Q: You also have done a lot of reporting on an Israeli attack on a Lebanese ambulance full of people. What was that story?
Fisk: It was the thirteenth of April, 1996. Abbas Jiha was a farmer and a volunteer ambulance driver for the village of Mansouri in southern Lebanon. On this day, he’d taken two trips to Sidon--first with a wounded man, then with a wounded baby. When Abbas returned to Mansouri, there was panic, shells were falling all around. People were saying, “Take us to Sidon, take us to Sidon.” He put four of his children in the vehicle, he put another family in, and another guy, a window cleaner--in all there were fourteen people in the ambulance. He’d gotten up to the U.N. Post 123 on the main coast road. He was one-third of the way to safety in Sidon. So he goes through the checkpoint, and Reuters photographer Najla Abujahjah is standing there and sees the car go through and sees two helicopters. One of them comes down and starts chasing the car up the road. When helicopters start flying at vehicles, you know you’re in trouble. They’re coming up behind to fire a missile into the back of the vehicle. That’s the way they do it.
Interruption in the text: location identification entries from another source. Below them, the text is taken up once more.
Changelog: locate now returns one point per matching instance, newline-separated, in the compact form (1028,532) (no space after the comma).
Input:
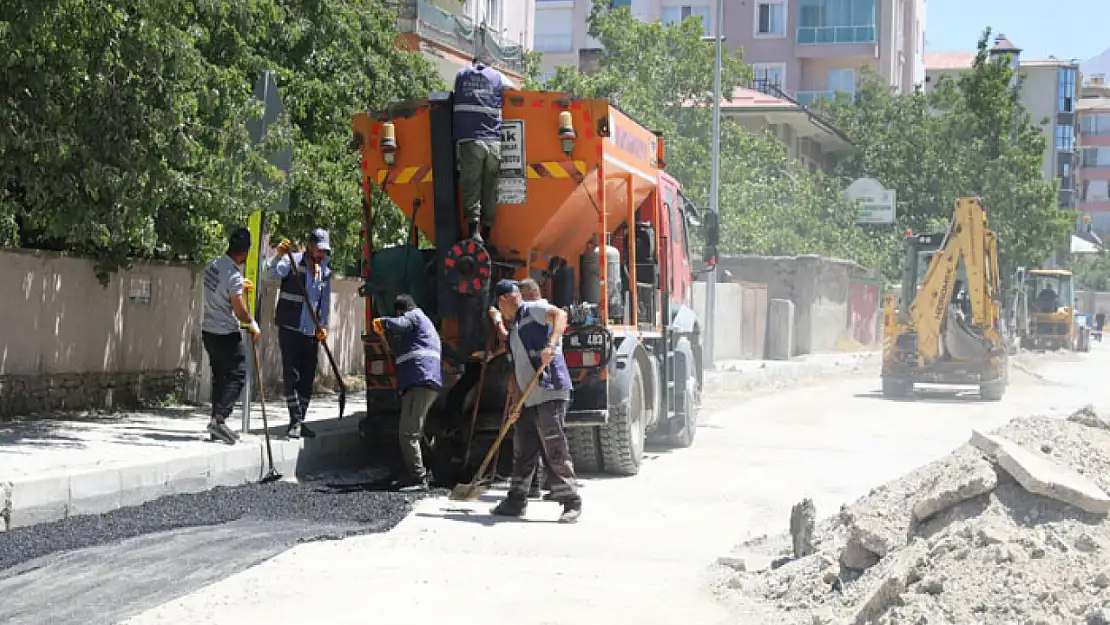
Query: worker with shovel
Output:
(301,315)
(535,340)
(224,311)
(420,379)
Q: There’d be no denying that the helicopter wanted to hit this ambulance?
Fisk: Oh, absolutely not. They intended to hit it, they absolutely did. They fired two missiles. One didn’t explode, the other did. It exploded through the back door, engulfing the vehicle in fire and smoke and hurling it twenty meters through the air. Abbas Jiha stood in the road beside one of his dead daughters, weeping and shrieking, “God is Great.” He held up his fists to the sky and cried out, “My God, my God, my family has gone.” He saw his two-month-old baby, Mariam, lying outside the ambulance, her body riddled with holes and her head full of metal. His five-year-old, Hanin, “was cut through with holes like a mosquito net,” he told me. The Reuters photographer saw her collapse on the broken window frame, her blood running in streams down the outside of the vehicle. Abbas Jiha also lost his nine-year-old daughter, Zeinab, and his wife, Mona. “She was so terribly wounded, I couldn’t recognize her face,” he told me. Two other passengers died, a sixty-year-old woman and her eleven-year-old niece.
The Israeli government admitted it had targeted the ambulance but made two claims: that the ambulance was owned by the Hezbollah, and that it was carrying a Hezbollah guerrilla. Both of which were totally untrue. Jiha has no connection with the Hezbollah at all. Just before 1996 he returned from Germany where he and his wife and children sought political asylum because it was so dangerous in Lebanon. Even if the vehicle had been owned by the Hezbollah, the idea that it’s all right to kill women and children because you don’t like the owner of the vehicle is an entirely new view of the rules of war.